Dola Posh has multiple identities: Photographer; woman; Nigerian; mother; Briton. Yet after giving birth, she no longer felt sure who she was. Six days after her daughter was born, she was lying in a bed in an English hospital, in the midst of a covid lockdown.
She worried about how her life had changed and if she would ever again do what she loved - taking pictures. Unable to visit, relatives kept on calling to check up on her and the baby. After a difficult pregnancy, Dola felt under pressure.
Her mother was thousands of miles away in the place she had left two years earlier – Lagos, Nigeria's biggest city. All this put her “brain in a very dark place..
. I thought: ‘I’m me; the baby’s out, I’m still me.’ But no, I wasn’t me any more.
” The loss of identity can be one of the causes of postnatal depression, which disproportionately affects black women. Though she did not recognise it at the time, this was what Dola was suffering from. Once out of hospital, she was almost immediately being bombarded with unsolicited advice.

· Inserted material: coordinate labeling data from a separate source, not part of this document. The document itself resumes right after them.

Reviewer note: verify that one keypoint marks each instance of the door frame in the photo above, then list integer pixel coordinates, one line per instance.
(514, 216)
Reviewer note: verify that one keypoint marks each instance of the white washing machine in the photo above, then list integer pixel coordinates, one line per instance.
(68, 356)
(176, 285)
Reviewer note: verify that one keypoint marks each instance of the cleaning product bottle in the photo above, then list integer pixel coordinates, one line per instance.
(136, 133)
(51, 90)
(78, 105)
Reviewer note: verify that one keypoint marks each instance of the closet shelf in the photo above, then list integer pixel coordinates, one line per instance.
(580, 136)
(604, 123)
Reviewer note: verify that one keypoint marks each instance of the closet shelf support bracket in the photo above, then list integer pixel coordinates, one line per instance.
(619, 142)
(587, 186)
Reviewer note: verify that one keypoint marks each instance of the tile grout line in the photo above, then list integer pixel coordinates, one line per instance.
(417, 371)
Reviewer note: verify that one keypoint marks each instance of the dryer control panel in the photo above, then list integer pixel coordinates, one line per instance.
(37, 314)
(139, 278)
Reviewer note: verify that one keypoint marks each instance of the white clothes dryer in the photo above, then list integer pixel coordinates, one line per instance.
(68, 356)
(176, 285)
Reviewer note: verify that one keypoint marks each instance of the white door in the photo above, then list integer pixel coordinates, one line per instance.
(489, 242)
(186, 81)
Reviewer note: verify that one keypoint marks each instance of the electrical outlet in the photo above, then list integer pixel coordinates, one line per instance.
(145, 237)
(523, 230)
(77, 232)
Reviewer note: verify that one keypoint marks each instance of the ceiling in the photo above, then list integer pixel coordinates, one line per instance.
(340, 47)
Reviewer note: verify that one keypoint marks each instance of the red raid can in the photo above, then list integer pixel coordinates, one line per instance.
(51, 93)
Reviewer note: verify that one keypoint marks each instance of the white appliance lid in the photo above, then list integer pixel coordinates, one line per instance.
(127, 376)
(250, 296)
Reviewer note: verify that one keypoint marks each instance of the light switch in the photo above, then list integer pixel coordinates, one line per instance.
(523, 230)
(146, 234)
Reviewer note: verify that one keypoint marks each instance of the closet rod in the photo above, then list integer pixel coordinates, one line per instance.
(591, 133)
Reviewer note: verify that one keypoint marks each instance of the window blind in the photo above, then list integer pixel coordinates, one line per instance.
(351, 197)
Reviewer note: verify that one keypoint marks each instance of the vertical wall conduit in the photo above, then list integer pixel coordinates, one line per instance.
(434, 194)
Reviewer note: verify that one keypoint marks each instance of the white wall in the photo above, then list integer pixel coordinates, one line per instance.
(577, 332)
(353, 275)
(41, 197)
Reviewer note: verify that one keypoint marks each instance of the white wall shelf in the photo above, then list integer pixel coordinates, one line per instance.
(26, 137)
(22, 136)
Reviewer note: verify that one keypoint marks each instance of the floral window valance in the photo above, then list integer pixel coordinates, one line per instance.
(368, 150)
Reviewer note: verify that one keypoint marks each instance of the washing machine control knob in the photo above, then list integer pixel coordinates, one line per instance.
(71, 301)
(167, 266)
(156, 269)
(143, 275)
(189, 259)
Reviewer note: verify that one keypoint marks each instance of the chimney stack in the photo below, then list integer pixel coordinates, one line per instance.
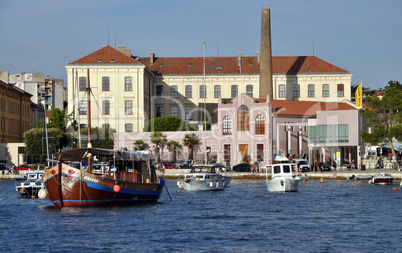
(266, 56)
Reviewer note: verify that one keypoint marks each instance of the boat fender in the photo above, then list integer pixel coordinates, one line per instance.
(161, 181)
(116, 188)
(42, 193)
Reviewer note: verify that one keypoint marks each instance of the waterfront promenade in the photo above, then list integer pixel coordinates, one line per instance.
(327, 175)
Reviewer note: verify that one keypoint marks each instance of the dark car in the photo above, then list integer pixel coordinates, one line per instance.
(242, 167)
(24, 167)
(323, 166)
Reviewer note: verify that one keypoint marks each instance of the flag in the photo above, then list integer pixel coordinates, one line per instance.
(359, 96)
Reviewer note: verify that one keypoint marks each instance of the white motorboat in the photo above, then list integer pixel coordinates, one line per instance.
(202, 178)
(31, 186)
(282, 178)
(381, 179)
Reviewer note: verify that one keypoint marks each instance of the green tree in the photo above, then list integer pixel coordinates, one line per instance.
(173, 146)
(157, 139)
(384, 117)
(166, 124)
(139, 145)
(191, 141)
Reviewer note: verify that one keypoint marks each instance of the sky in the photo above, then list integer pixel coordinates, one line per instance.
(362, 36)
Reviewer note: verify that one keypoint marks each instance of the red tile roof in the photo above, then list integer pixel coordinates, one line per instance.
(108, 55)
(214, 65)
(306, 108)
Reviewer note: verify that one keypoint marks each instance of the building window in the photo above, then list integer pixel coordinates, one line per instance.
(83, 107)
(260, 152)
(159, 91)
(203, 91)
(189, 91)
(217, 91)
(129, 127)
(105, 84)
(243, 118)
(128, 107)
(227, 125)
(260, 124)
(281, 91)
(173, 91)
(189, 113)
(174, 111)
(340, 88)
(249, 90)
(128, 83)
(296, 90)
(105, 107)
(311, 90)
(83, 83)
(325, 90)
(159, 111)
(234, 91)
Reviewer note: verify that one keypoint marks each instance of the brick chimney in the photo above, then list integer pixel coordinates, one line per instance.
(266, 56)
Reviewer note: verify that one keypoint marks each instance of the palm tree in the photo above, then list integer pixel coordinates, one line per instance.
(157, 139)
(173, 146)
(139, 145)
(191, 141)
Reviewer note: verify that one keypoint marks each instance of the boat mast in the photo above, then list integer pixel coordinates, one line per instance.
(89, 120)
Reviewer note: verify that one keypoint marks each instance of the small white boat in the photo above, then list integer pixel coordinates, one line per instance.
(282, 178)
(381, 179)
(202, 178)
(31, 186)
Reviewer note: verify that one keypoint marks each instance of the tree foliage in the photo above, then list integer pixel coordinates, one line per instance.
(191, 141)
(384, 117)
(166, 124)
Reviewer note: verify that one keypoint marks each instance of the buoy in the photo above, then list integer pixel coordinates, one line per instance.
(116, 188)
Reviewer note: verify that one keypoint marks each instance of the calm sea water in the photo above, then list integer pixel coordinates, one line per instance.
(336, 216)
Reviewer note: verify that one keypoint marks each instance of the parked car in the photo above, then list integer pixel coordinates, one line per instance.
(169, 166)
(242, 167)
(24, 167)
(323, 166)
(304, 166)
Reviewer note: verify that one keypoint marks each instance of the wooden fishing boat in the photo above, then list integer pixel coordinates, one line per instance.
(89, 176)
(124, 178)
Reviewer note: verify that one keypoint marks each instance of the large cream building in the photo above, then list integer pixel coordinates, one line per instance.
(129, 90)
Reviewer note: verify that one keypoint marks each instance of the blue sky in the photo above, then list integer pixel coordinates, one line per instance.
(362, 36)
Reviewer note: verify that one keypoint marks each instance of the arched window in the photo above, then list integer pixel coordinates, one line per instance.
(173, 91)
(249, 90)
(217, 91)
(325, 90)
(128, 83)
(296, 90)
(311, 90)
(260, 124)
(234, 91)
(83, 83)
(340, 89)
(189, 91)
(243, 118)
(105, 83)
(281, 91)
(227, 125)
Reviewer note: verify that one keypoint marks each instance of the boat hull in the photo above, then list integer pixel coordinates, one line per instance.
(201, 185)
(283, 185)
(80, 188)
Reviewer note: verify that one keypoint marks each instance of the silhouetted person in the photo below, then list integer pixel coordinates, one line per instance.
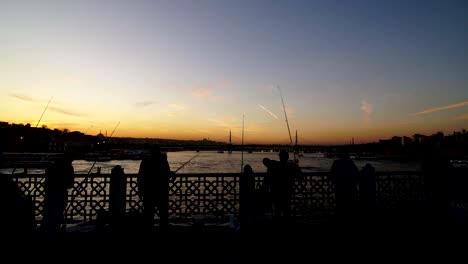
(280, 179)
(435, 175)
(247, 197)
(367, 188)
(16, 207)
(344, 175)
(118, 190)
(153, 187)
(59, 177)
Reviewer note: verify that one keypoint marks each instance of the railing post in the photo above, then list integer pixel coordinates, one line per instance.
(118, 183)
(245, 207)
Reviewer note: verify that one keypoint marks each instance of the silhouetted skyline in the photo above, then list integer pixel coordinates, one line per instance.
(192, 69)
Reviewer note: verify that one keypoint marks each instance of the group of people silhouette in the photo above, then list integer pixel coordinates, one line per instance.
(354, 190)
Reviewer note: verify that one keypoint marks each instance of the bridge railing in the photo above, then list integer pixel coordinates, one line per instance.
(214, 195)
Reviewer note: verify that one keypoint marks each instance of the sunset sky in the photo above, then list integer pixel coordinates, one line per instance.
(366, 70)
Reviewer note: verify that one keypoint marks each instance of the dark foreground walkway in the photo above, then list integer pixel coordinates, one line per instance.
(399, 239)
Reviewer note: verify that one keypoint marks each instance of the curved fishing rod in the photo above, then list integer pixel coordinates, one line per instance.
(242, 145)
(174, 172)
(38, 121)
(108, 139)
(285, 116)
(287, 123)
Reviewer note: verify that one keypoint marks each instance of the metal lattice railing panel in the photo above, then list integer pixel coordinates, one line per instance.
(214, 195)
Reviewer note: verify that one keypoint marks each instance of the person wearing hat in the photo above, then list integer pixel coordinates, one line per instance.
(280, 180)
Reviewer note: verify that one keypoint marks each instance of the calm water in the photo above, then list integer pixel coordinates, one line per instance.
(214, 162)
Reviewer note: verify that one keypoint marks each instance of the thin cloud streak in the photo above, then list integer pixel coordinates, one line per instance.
(65, 111)
(441, 108)
(268, 111)
(23, 97)
(144, 103)
(462, 117)
(206, 94)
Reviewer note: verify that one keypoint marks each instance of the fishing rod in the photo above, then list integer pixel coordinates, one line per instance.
(108, 139)
(185, 163)
(287, 122)
(43, 112)
(242, 145)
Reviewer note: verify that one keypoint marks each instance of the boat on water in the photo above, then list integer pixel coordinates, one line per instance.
(97, 157)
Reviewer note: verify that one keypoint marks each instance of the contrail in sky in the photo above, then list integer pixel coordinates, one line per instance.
(440, 108)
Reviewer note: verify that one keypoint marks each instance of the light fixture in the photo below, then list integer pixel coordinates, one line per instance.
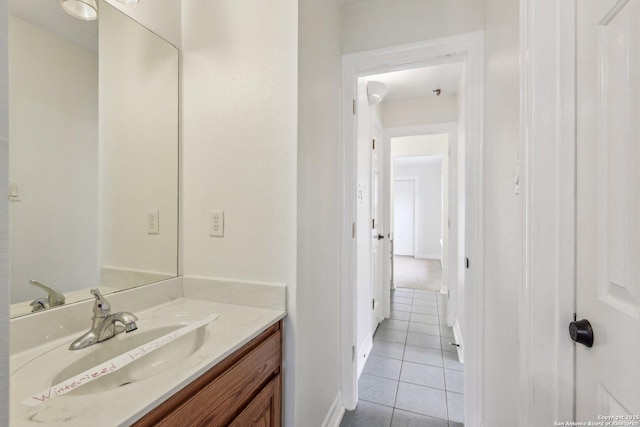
(376, 91)
(82, 9)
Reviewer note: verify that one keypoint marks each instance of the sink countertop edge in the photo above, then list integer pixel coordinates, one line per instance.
(236, 326)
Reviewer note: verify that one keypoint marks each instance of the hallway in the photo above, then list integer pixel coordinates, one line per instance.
(413, 377)
(417, 273)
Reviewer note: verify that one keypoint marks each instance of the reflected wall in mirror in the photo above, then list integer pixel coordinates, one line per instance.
(93, 113)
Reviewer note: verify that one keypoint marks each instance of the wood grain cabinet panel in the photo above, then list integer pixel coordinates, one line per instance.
(244, 390)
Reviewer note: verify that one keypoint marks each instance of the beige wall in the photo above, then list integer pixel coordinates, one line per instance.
(419, 111)
(163, 17)
(4, 218)
(388, 23)
(503, 220)
(317, 367)
(239, 133)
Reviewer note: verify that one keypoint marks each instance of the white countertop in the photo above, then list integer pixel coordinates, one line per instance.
(235, 326)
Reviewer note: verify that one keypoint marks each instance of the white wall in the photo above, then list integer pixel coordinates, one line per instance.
(503, 222)
(425, 145)
(54, 160)
(317, 302)
(4, 217)
(240, 109)
(138, 147)
(388, 23)
(428, 199)
(419, 111)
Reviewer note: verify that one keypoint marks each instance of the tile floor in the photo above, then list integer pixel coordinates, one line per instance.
(413, 377)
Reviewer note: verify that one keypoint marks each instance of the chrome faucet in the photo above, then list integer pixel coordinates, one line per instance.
(104, 323)
(55, 297)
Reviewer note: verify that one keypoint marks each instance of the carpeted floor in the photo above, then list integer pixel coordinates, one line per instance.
(416, 273)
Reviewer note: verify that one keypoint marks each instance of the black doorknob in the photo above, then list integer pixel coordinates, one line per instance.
(581, 332)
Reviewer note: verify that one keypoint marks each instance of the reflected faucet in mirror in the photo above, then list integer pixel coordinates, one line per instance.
(54, 299)
(104, 323)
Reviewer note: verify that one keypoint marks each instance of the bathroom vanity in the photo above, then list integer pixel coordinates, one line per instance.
(224, 370)
(245, 389)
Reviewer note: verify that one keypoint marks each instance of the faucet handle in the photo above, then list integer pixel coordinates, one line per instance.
(101, 308)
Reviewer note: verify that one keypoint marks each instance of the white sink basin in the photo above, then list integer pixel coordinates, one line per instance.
(165, 354)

There was “too much talk, too much control around how I should raise the child. In a way that also affected my mind. It made me feel like I didn’t know what I was doing.
I wasn’t given the chance to be a mother.” There is a matter-of-factness to the way the 33-year-old speaks about the events of 2020. She resists the tears this time, but she has cried – a lot.
One night, worn down from feeling like a zombie, because of a lack of s.